Some of the old books on Kashmir Shaivism actually outline three specific crimes against living things (animals or human beings). The first is taking away life, even though the animal or person is innocent and has done nothing to deserve death. The second is the crime of inflicting great pain while killing. And the third is the crime of taking away its strength by trussing it up and tying it down. These old books say further that one has to pay dearly for acts such as these and that it take twenty lifetimes to pay for such violence. All violence is a result of when the spiritual body is ignored, denied expression, and repressed.
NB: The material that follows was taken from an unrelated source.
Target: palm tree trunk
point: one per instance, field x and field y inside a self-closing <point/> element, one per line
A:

I asked Swami Lakshmanjoo once whether these statements are to be taken literally. He said yes, but when I asked if there was anything that one could do to alleviate this penance, he said that according to Shaivite philosophy, the practice of Yoga does help to lessen the burden of repayment. The Bhagavad Gita states that anyone who begins serious practice of the ethical guidelines immediately finds relief from the burden of violence in their lives.

From Yoga of the Heart: Ten Ethical Guidelines for Gaining Limitless Confidence, Growth, and Achievement, by Alice Christensen (Daybreak/Rodale Books, 1998).